Two large overhangs on the street make as many rooms clearly visible. The GALLERY serves as the entrance and permanent exhibition; it communicates with the other environment visible from the street: the STUDIO for painting, design, drawing and applied arts. Both rooms lead to the LABORATORY located at the back and equipped for sculpture and modelling, mould and negative moulding; support work such as carpentry and metal carpentry; decoration, storage and finally EDUCATION: courses of various kinds on papier-mâché techniques. This is where I get my heart, head and hands to work together; this is where design emotion and execution technique meet and merge into the finished work. I believe that without all three of these elements there is neither art nor artist.

 

In the Renaissance, the concept of the artist as we understand it today did not exist, but was formed around the figure of the ARTE-FICE, a member of an ‘ARTE’, a master possessing talent, technical knowledge and entrepreneurial skills such that he was able to coordinate a workshop full of workers, pupils and apprentices who carried out works of the most varied entities and qualities under his close supervision.

In their workshops, Renaissance masters used drawing painting, sculpture, modelling, decoration, weaving; supporting trades such as carpentry, mechanics, construction, tailoring, theatrical machinery etc.

Long before Andy Wharol The Bottega Rinascimentale invented and developed the concept of the art multiple and serial production to meet the demand of the lower classes.

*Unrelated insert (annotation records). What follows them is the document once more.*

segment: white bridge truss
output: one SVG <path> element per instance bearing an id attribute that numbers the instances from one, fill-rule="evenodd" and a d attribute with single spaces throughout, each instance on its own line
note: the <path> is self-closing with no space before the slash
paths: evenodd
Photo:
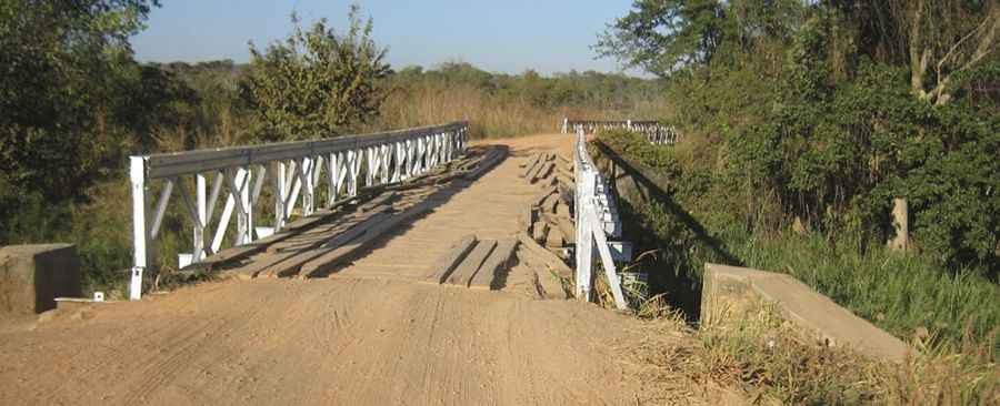
<path id="1" fill-rule="evenodd" d="M 457 159 L 466 150 L 468 133 L 467 122 L 454 122 L 317 141 L 131 156 L 134 266 L 129 296 L 139 300 L 142 295 L 142 274 L 153 266 L 154 242 L 174 194 L 180 195 L 193 229 L 190 260 L 200 262 L 222 250 L 233 216 L 231 245 L 250 243 L 281 231 L 297 206 L 307 216 L 317 205 L 356 196 L 359 187 L 404 181 Z M 154 183 L 159 183 L 159 197 L 150 205 Z M 270 229 L 253 226 L 264 187 L 270 189 L 274 204 Z M 320 190 L 326 191 L 322 196 Z M 220 197 L 224 204 L 211 233 Z"/>
<path id="2" fill-rule="evenodd" d="M 562 119 L 562 133 L 571 134 L 583 130 L 586 134 L 593 134 L 598 130 L 628 130 L 646 135 L 646 140 L 657 145 L 672 145 L 679 138 L 673 125 L 663 125 L 659 121 L 650 120 L 570 120 Z"/>
<path id="3" fill-rule="evenodd" d="M 614 305 L 624 309 L 628 304 L 621 290 L 621 280 L 614 266 L 614 245 L 610 238 L 621 237 L 621 219 L 604 176 L 593 164 L 587 152 L 587 135 L 577 129 L 573 144 L 573 168 L 576 172 L 576 294 L 590 302 L 593 291 L 593 256 L 597 254 L 603 265 L 608 286 L 614 297 Z"/>

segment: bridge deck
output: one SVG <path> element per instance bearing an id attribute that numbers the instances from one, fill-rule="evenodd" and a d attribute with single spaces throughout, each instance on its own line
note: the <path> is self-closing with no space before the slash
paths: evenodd
<path id="1" fill-rule="evenodd" d="M 461 235 L 509 236 L 534 190 L 510 156 L 330 278 L 207 283 L 137 303 L 60 309 L 0 329 L 0 404 L 636 404 L 622 359 L 644 325 L 509 280 L 481 292 L 411 281 Z M 567 153 L 567 152 L 563 152 Z M 512 272 L 517 273 L 517 270 Z"/>

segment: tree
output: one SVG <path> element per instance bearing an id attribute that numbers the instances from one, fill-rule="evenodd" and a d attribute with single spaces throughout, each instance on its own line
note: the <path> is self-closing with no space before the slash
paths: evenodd
<path id="1" fill-rule="evenodd" d="M 833 0 L 858 21 L 862 51 L 906 63 L 910 88 L 936 105 L 953 99 L 956 78 L 996 60 L 1000 44 L 997 0 Z"/>
<path id="2" fill-rule="evenodd" d="M 263 141 L 331 136 L 367 122 L 379 112 L 390 73 L 387 50 L 371 38 L 372 21 L 352 6 L 343 34 L 327 20 L 303 30 L 296 16 L 294 32 L 264 52 L 250 44 L 251 63 L 242 92 L 253 111 L 256 132 Z"/>

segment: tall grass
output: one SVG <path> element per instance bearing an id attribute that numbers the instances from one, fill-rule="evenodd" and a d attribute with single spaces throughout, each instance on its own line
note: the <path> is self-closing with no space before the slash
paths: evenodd
<path id="1" fill-rule="evenodd" d="M 643 110 L 654 111 L 654 101 Z M 620 119 L 623 113 L 586 106 L 537 106 L 523 97 L 496 94 L 466 83 L 420 81 L 393 90 L 380 116 L 367 131 L 432 125 L 468 120 L 473 139 L 497 139 L 559 132 L 563 118 Z"/>

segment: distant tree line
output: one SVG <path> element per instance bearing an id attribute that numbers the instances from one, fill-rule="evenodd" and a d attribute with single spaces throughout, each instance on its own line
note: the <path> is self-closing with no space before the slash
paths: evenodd
<path id="1" fill-rule="evenodd" d="M 921 252 L 994 280 L 998 48 L 996 0 L 639 0 L 596 45 L 669 83 L 698 184 L 748 229 L 878 243 L 906 197 Z"/>

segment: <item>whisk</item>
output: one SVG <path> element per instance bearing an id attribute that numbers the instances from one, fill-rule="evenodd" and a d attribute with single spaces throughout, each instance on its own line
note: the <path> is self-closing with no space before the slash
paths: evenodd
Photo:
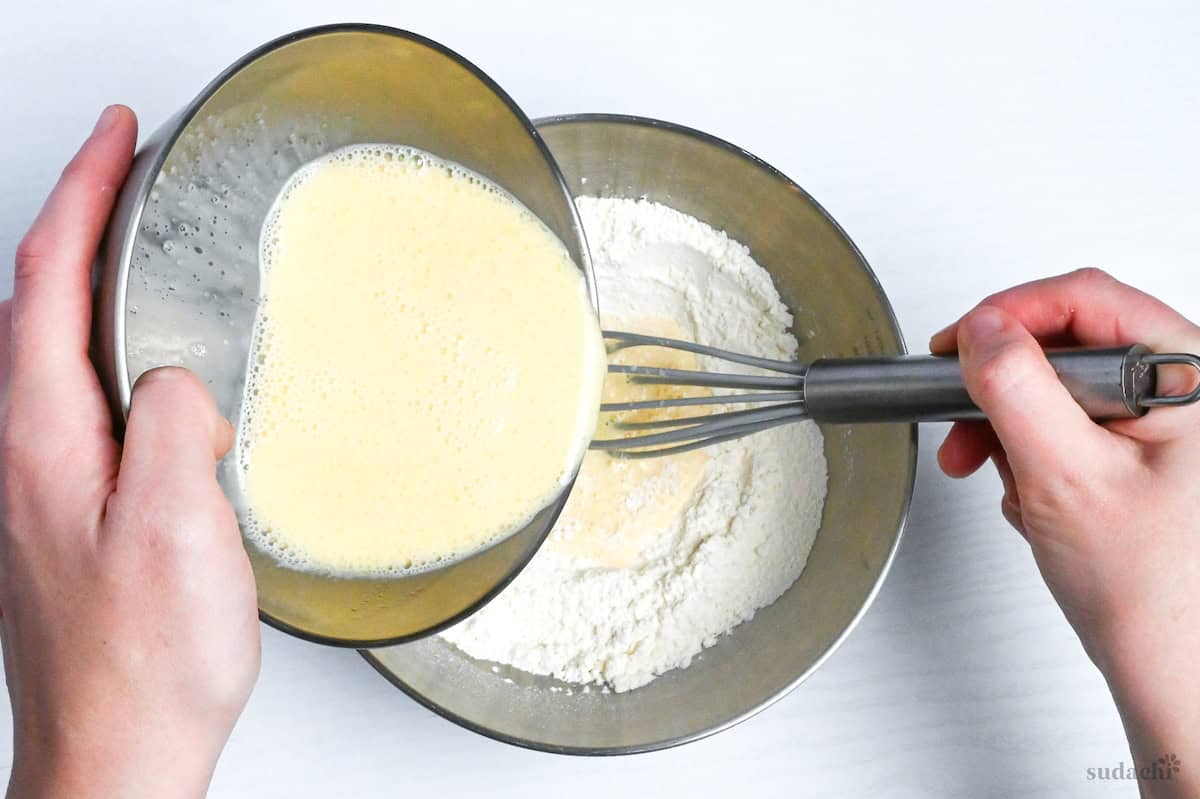
<path id="1" fill-rule="evenodd" d="M 617 421 L 613 427 L 635 434 L 592 441 L 592 449 L 619 457 L 643 458 L 685 452 L 750 435 L 803 419 L 818 422 L 923 422 L 984 419 L 962 382 L 954 356 L 822 358 L 811 364 L 756 358 L 692 342 L 605 331 L 608 352 L 630 347 L 665 347 L 740 364 L 772 374 L 734 374 L 611 364 L 610 373 L 635 384 L 703 386 L 725 394 L 670 400 L 606 402 L 601 413 L 690 405 L 754 405 L 692 416 Z M 1058 379 L 1096 420 L 1141 416 L 1151 408 L 1200 401 L 1200 386 L 1188 394 L 1162 396 L 1157 367 L 1177 364 L 1200 373 L 1200 358 L 1188 353 L 1156 354 L 1144 344 L 1112 348 L 1050 349 L 1046 358 Z"/>

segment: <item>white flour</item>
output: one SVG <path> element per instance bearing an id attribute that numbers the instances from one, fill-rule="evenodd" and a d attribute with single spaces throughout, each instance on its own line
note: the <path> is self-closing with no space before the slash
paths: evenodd
<path id="1" fill-rule="evenodd" d="M 606 328 L 794 358 L 791 314 L 746 247 L 664 205 L 580 198 L 578 208 Z M 685 458 L 619 471 L 654 461 L 589 455 L 541 552 L 443 636 L 474 657 L 617 691 L 688 666 L 799 576 L 821 523 L 826 462 L 812 422 Z M 605 480 L 619 481 L 612 497 Z M 602 506 L 588 506 L 593 489 Z"/>

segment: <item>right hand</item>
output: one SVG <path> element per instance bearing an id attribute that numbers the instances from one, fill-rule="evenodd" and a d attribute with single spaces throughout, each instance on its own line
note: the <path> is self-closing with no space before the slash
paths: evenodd
<path id="1" fill-rule="evenodd" d="M 1200 407 L 1098 425 L 1058 382 L 1043 346 L 1200 352 L 1200 328 L 1099 270 L 995 294 L 936 334 L 958 349 L 989 422 L 958 422 L 938 452 L 962 477 L 989 458 L 1001 509 L 1028 540 L 1050 591 L 1104 673 L 1144 795 L 1200 795 Z M 1195 374 L 1160 370 L 1159 392 Z M 1180 761 L 1180 771 L 1174 770 Z M 1160 758 L 1166 758 L 1165 763 Z M 1170 770 L 1170 779 L 1163 773 Z"/>

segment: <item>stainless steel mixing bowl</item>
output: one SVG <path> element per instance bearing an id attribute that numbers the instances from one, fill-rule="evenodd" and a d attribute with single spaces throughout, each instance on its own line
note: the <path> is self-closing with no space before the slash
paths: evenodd
<path id="1" fill-rule="evenodd" d="M 97 366 L 119 416 L 128 413 L 131 386 L 143 372 L 181 365 L 208 383 L 236 423 L 258 305 L 263 218 L 296 167 L 362 142 L 428 150 L 509 190 L 563 240 L 595 298 L 563 176 L 499 86 L 413 34 L 377 25 L 304 30 L 229 67 L 137 156 L 108 229 L 96 308 Z M 245 518 L 232 456 L 218 476 Z M 565 492 L 479 554 L 397 578 L 296 571 L 247 545 L 262 617 L 343 645 L 426 633 L 499 591 L 538 548 L 563 501 Z"/>
<path id="2" fill-rule="evenodd" d="M 803 359 L 904 352 L 892 307 L 853 242 L 770 166 L 704 133 L 647 119 L 559 116 L 538 127 L 574 193 L 646 197 L 748 245 L 796 316 Z M 916 425 L 823 433 L 829 493 L 808 566 L 774 605 L 685 669 L 628 693 L 584 693 L 468 657 L 437 637 L 364 656 L 448 719 L 533 749 L 628 753 L 725 729 L 796 687 L 836 649 L 878 590 L 904 527 Z"/>

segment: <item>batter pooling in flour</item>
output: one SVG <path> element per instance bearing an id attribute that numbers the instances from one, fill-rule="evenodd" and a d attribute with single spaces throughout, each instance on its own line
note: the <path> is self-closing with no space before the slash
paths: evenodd
<path id="1" fill-rule="evenodd" d="M 654 203 L 580 198 L 577 205 L 606 326 L 796 356 L 792 317 L 745 246 Z M 619 356 L 715 366 L 653 348 Z M 610 378 L 605 400 L 650 398 L 630 391 Z M 571 683 L 644 685 L 688 666 L 787 590 L 821 524 L 826 482 L 814 422 L 682 456 L 622 461 L 589 452 L 529 566 L 443 636 L 474 657 Z"/>

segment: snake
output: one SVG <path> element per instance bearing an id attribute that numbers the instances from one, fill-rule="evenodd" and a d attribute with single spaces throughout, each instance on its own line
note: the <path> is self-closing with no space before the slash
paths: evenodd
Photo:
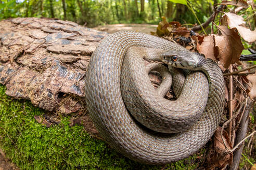
<path id="1" fill-rule="evenodd" d="M 146 116 L 142 115 L 139 120 L 136 120 L 136 117 L 145 113 L 138 111 L 139 114 L 137 116 L 133 116 L 131 111 L 126 108 L 126 105 L 129 105 L 129 103 L 124 102 L 122 91 L 133 91 L 133 94 L 137 93 L 141 96 L 135 89 L 136 87 L 143 88 L 146 83 L 140 82 L 140 85 L 136 84 L 135 87 L 126 89 L 124 85 L 123 90 L 121 87 L 121 79 L 125 80 L 127 77 L 125 77 L 127 73 L 124 76 L 122 76 L 125 68 L 123 65 L 124 61 L 127 56 L 132 55 L 133 53 L 139 54 L 139 52 L 135 51 L 138 51 L 135 49 L 136 48 L 138 48 L 139 51 L 140 49 L 141 51 L 148 52 L 150 54 L 148 55 L 158 58 L 169 66 L 194 70 L 193 72 L 196 73 L 192 73 L 193 76 L 190 76 L 193 78 L 206 79 L 206 86 L 208 87 L 209 92 L 206 94 L 204 93 L 204 96 L 194 98 L 190 102 L 191 105 L 199 106 L 198 103 L 201 103 L 201 101 L 206 98 L 207 103 L 201 113 L 199 111 L 201 108 L 197 108 L 197 111 L 194 114 L 195 116 L 191 118 L 187 113 L 177 113 L 174 115 L 168 114 L 165 117 L 162 116 L 165 116 L 165 114 L 159 115 L 161 117 L 159 119 L 159 121 L 166 123 L 166 128 L 168 128 L 168 123 L 178 127 L 171 132 L 165 132 L 166 128 L 161 130 L 160 128 L 159 130 L 160 125 L 150 123 L 155 121 L 149 120 L 149 116 L 155 114 L 153 113 L 147 115 L 146 113 Z M 131 51 L 130 54 L 129 51 Z M 143 58 L 134 59 L 143 59 Z M 131 59 L 133 60 L 133 58 L 130 58 L 128 61 L 131 61 Z M 148 69 L 147 70 L 142 66 L 128 72 L 136 75 L 134 77 L 136 77 L 135 80 L 137 80 L 138 77 L 148 79 L 148 76 L 139 75 L 142 72 L 145 73 L 147 71 Z M 197 73 L 201 72 L 203 73 L 204 76 Z M 197 89 L 199 86 L 198 82 L 186 80 L 188 77 L 186 76 L 184 86 L 187 84 L 188 88 L 191 90 L 191 92 L 198 90 Z M 150 83 L 150 80 L 145 81 Z M 135 32 L 119 32 L 111 34 L 104 39 L 92 55 L 87 68 L 85 89 L 85 98 L 90 117 L 105 140 L 129 159 L 152 165 L 177 161 L 189 157 L 203 147 L 213 135 L 220 123 L 225 103 L 223 74 L 214 62 L 205 59 L 199 53 L 190 52 L 174 42 Z M 149 90 L 144 90 L 144 92 L 147 93 Z M 207 92 L 207 90 L 206 91 Z M 178 98 L 183 93 L 185 95 L 189 94 L 187 94 L 189 93 L 187 91 L 183 89 Z M 159 94 L 159 96 L 162 95 Z M 127 94 L 126 97 L 128 102 L 129 100 L 133 101 L 136 105 L 138 100 L 133 94 Z M 142 97 L 144 97 L 143 94 Z M 144 102 L 148 106 L 159 110 L 156 107 L 164 106 L 167 101 L 159 102 L 165 102 L 160 103 L 162 104 L 162 106 L 151 104 L 150 100 L 144 100 Z M 180 103 L 182 102 L 183 100 L 180 101 Z M 133 105 L 131 106 L 132 108 L 134 107 Z M 182 109 L 185 110 L 184 107 L 186 106 L 176 103 L 172 107 L 174 108 L 183 107 Z M 133 110 L 135 110 L 134 112 L 136 112 L 136 109 Z M 180 115 L 181 116 L 180 119 Z M 186 124 L 190 119 L 191 123 L 187 126 L 184 125 L 186 128 L 181 131 L 178 130 L 178 126 L 182 125 L 183 120 L 186 121 L 184 123 Z M 145 124 L 142 124 L 142 122 L 144 122 Z M 175 131 L 177 132 L 173 133 Z"/>

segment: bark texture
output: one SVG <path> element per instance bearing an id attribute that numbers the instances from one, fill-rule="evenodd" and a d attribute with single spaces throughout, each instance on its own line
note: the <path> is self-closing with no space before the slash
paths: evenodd
<path id="1" fill-rule="evenodd" d="M 107 35 L 58 20 L 1 21 L 0 83 L 7 95 L 46 110 L 83 114 L 87 66 Z"/>

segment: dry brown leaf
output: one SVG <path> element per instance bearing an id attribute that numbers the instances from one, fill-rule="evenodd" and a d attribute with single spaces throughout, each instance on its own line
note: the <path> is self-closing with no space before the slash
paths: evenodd
<path id="1" fill-rule="evenodd" d="M 248 96 L 251 99 L 256 98 L 256 73 L 248 75 L 246 78 L 251 83 L 251 91 L 248 94 Z"/>
<path id="2" fill-rule="evenodd" d="M 190 34 L 185 26 L 177 27 L 173 33 L 174 35 L 178 35 L 186 38 L 189 37 Z"/>
<path id="3" fill-rule="evenodd" d="M 236 28 L 244 39 L 248 42 L 256 41 L 256 30 L 253 31 L 245 27 L 246 22 L 242 17 L 234 13 L 224 12 L 227 17 L 227 23 L 231 29 Z"/>
<path id="4" fill-rule="evenodd" d="M 253 165 L 252 165 L 250 170 L 256 170 L 256 163 L 254 163 Z"/>
<path id="5" fill-rule="evenodd" d="M 236 93 L 235 93 L 235 97 L 234 97 L 234 100 L 232 101 L 232 110 L 234 110 L 237 105 L 240 103 L 239 102 L 242 101 L 244 99 L 244 96 L 242 94 L 242 91 L 241 90 L 241 89 L 237 90 L 236 92 Z"/>
<path id="6" fill-rule="evenodd" d="M 237 6 L 241 7 L 243 8 L 247 8 L 248 7 L 248 4 L 246 1 L 242 0 L 238 0 L 237 1 L 237 3 L 236 2 L 236 0 L 233 0 L 232 1 L 223 1 L 220 4 Z"/>
<path id="7" fill-rule="evenodd" d="M 216 58 L 214 53 L 214 36 L 211 34 L 205 36 L 203 42 L 200 45 L 197 45 L 197 49 L 199 53 L 204 55 L 206 58 L 210 58 L 215 61 Z"/>
<path id="8" fill-rule="evenodd" d="M 222 36 L 214 36 L 215 46 L 219 47 L 217 58 L 225 68 L 239 61 L 244 49 L 240 36 L 233 29 L 224 25 L 217 26 Z M 215 52 L 215 53 L 216 52 Z"/>

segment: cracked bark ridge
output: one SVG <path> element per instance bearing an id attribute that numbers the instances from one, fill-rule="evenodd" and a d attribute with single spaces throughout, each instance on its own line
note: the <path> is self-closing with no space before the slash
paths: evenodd
<path id="1" fill-rule="evenodd" d="M 71 125 L 83 124 L 87 132 L 97 134 L 85 111 L 85 78 L 92 53 L 107 36 L 67 21 L 1 21 L 0 83 L 6 86 L 8 95 L 29 100 L 51 112 L 72 114 Z M 149 77 L 155 87 L 160 84 L 159 75 L 151 73 Z M 169 93 L 167 97 L 171 96 Z M 35 119 L 50 126 L 58 124 L 57 117 L 47 114 Z"/>
<path id="2" fill-rule="evenodd" d="M 6 94 L 49 111 L 85 106 L 87 66 L 107 33 L 70 22 L 35 18 L 0 21 L 0 83 Z"/>
<path id="3" fill-rule="evenodd" d="M 84 79 L 91 55 L 107 35 L 70 21 L 1 21 L 0 83 L 6 94 L 46 110 L 82 115 L 92 128 L 84 111 Z"/>

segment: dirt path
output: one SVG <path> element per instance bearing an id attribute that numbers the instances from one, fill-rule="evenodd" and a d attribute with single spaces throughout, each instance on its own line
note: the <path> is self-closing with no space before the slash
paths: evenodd
<path id="1" fill-rule="evenodd" d="M 120 31 L 134 31 L 146 34 L 150 34 L 150 31 L 156 32 L 157 25 L 139 24 L 118 24 L 100 25 L 93 28 L 100 31 L 113 33 Z"/>

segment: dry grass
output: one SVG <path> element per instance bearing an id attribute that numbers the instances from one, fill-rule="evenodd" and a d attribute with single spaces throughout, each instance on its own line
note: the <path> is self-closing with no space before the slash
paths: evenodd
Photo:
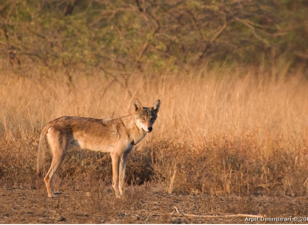
<path id="1" fill-rule="evenodd" d="M 116 73 L 115 80 L 76 69 L 70 83 L 64 71 L 32 68 L 17 75 L 2 69 L 0 186 L 42 186 L 35 169 L 46 122 L 64 115 L 126 115 L 137 97 L 145 106 L 159 99 L 162 104 L 154 132 L 130 157 L 128 184 L 151 181 L 178 193 L 306 194 L 308 83 L 301 71 L 287 69 Z M 110 188 L 107 155 L 70 155 L 55 190 Z"/>

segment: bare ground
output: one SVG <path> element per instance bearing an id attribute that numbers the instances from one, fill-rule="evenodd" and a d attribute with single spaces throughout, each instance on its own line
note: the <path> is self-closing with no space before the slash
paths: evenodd
<path id="1" fill-rule="evenodd" d="M 46 190 L 0 190 L 0 223 L 241 223 L 245 218 L 209 219 L 171 216 L 176 207 L 196 215 L 239 213 L 289 218 L 290 222 L 256 223 L 306 223 L 308 197 L 210 196 L 169 194 L 146 185 L 128 187 L 125 197 L 115 198 L 111 189 L 70 193 L 47 197 Z M 294 222 L 293 219 L 297 218 Z"/>

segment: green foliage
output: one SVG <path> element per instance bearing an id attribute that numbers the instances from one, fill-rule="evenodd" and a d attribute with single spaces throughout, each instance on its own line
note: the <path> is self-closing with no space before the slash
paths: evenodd
<path id="1" fill-rule="evenodd" d="M 307 10 L 300 0 L 4 1 L 1 57 L 127 70 L 280 56 L 306 63 Z"/>

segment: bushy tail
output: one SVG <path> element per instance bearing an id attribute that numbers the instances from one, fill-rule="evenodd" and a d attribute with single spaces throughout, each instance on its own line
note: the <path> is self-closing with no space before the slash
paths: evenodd
<path id="1" fill-rule="evenodd" d="M 43 176 L 45 162 L 45 155 L 48 149 L 49 146 L 47 141 L 46 135 L 48 131 L 49 126 L 45 125 L 41 132 L 38 142 L 38 150 L 37 166 L 36 172 L 38 175 Z"/>

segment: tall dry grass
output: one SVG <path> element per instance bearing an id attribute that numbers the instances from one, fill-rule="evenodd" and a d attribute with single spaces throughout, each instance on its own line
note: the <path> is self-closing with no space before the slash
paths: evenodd
<path id="1" fill-rule="evenodd" d="M 300 70 L 275 69 L 114 77 L 76 69 L 70 83 L 64 71 L 33 68 L 16 75 L 3 69 L 0 186 L 43 186 L 35 168 L 39 132 L 47 122 L 65 115 L 126 115 L 137 97 L 144 106 L 159 99 L 161 105 L 153 132 L 132 154 L 129 184 L 150 181 L 177 193 L 306 195 L 308 83 Z M 61 166 L 56 188 L 109 184 L 107 155 L 74 152 Z"/>

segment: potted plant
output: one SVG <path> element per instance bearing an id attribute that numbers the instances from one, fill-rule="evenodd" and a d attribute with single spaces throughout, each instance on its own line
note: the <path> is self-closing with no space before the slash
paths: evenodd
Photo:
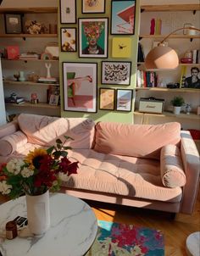
<path id="1" fill-rule="evenodd" d="M 181 106 L 185 103 L 184 98 L 181 96 L 175 96 L 172 100 L 171 103 L 174 106 L 174 114 L 179 114 L 181 112 Z"/>

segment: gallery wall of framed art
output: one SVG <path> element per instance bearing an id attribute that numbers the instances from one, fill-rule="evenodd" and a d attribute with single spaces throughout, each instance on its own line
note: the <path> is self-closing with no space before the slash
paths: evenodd
<path id="1" fill-rule="evenodd" d="M 61 116 L 132 122 L 139 1 L 60 0 Z"/>

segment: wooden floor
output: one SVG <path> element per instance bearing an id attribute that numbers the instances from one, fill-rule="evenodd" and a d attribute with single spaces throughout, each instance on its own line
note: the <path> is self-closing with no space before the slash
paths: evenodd
<path id="1" fill-rule="evenodd" d="M 87 201 L 98 220 L 134 224 L 160 230 L 164 236 L 165 256 L 185 256 L 186 241 L 191 233 L 200 231 L 200 190 L 192 215 L 171 214 L 159 211 L 117 206 Z"/>

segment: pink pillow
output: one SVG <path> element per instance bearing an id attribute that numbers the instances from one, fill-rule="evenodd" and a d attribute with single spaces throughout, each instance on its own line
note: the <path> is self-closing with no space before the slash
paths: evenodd
<path id="1" fill-rule="evenodd" d="M 96 125 L 94 150 L 119 155 L 159 159 L 161 148 L 179 144 L 181 125 L 128 125 L 99 122 Z"/>
<path id="2" fill-rule="evenodd" d="M 10 155 L 26 143 L 27 137 L 20 131 L 8 136 L 5 136 L 0 140 L 0 155 L 4 157 Z"/>
<path id="3" fill-rule="evenodd" d="M 160 172 L 164 186 L 183 186 L 186 182 L 179 147 L 167 145 L 161 149 Z"/>

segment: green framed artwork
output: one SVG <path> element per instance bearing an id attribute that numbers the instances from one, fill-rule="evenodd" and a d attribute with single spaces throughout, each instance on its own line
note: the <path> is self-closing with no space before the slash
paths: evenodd
<path id="1" fill-rule="evenodd" d="M 79 19 L 79 57 L 108 57 L 108 18 Z"/>
<path id="2" fill-rule="evenodd" d="M 113 58 L 131 58 L 131 38 L 127 36 L 114 37 L 112 42 Z"/>

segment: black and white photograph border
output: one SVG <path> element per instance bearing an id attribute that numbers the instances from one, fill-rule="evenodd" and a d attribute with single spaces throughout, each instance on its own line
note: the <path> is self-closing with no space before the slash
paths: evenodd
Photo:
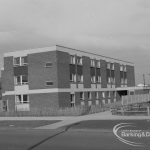
<path id="1" fill-rule="evenodd" d="M 149 150 L 149 0 L 0 0 L 0 149 Z"/>

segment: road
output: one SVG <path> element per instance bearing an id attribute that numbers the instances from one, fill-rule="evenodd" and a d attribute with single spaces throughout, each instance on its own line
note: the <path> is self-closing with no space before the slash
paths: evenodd
<path id="1" fill-rule="evenodd" d="M 149 120 L 95 120 L 83 121 L 64 130 L 37 130 L 0 128 L 2 150 L 149 150 L 150 137 L 141 138 L 143 147 L 127 145 L 113 133 L 118 123 L 134 123 L 138 129 L 150 130 Z"/>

In order to create ephemeral or low-cost works, many of them, such as Sansovino, Donatello, the Della Robbia, and Bernini himself in the Baroque century, developed papier-mâché techniques with which they mainly made bas-reliefs moulded in plaster casts, but also sculptures in the round, with some parts (hands, head, feet) made from moulds, and others such as the drapery, modelled freehand directly on a straw puppet supported by a wooden or iron armour, exactly as the many unknown masters of statuary art did and still do today, especially those from Lecce.

 

I had the good fortune to breathe this atmosphere live when in 1978 I attended a wonderful seminar in Viareggio at the hangars of the ‘Carristi di Prima Classe’ of the Viareggio Carnival where, in addition to these, the builders of the famous ‘Cabezudos’, huge light and hollow heads, to be worn in the festivities were invited from Barcelona; and from Lecce the famous Indino, a very good master of Lecce Statuary Art.

 

In those hangars full of huge, self-propelled papier-mâché sculptures, half disassembled, with their theatrical machinations shamelessly unveiled to my enchanted gaze, I received yet another epiphany, an imprinting and a wonderful gift enclosed in my inner self, in my personal Artist's Den, in my Creative Forge, where everything is neat and tidy on the shelves and after half an hour everything is upside down: tables and shelves filled with jars, moulds, half-open boxes revealing their strange contents; 3-4 easels with works in the middle, modelled wet and covered, waiting to be finished, where I wander (today alone but once among my employees), busy and focused on starting, finishing, finishing ... a project, an idea; here I can show the client what work and the pleasure of doing it really is, because the first reward is the pleasure of creating, of making art, even suffering, making mistakes and redoing, and then overcoming the difficulties by giving birth to the work, painting, sculpture, papier-mâché, cement-marble, wood or plaster artefacts.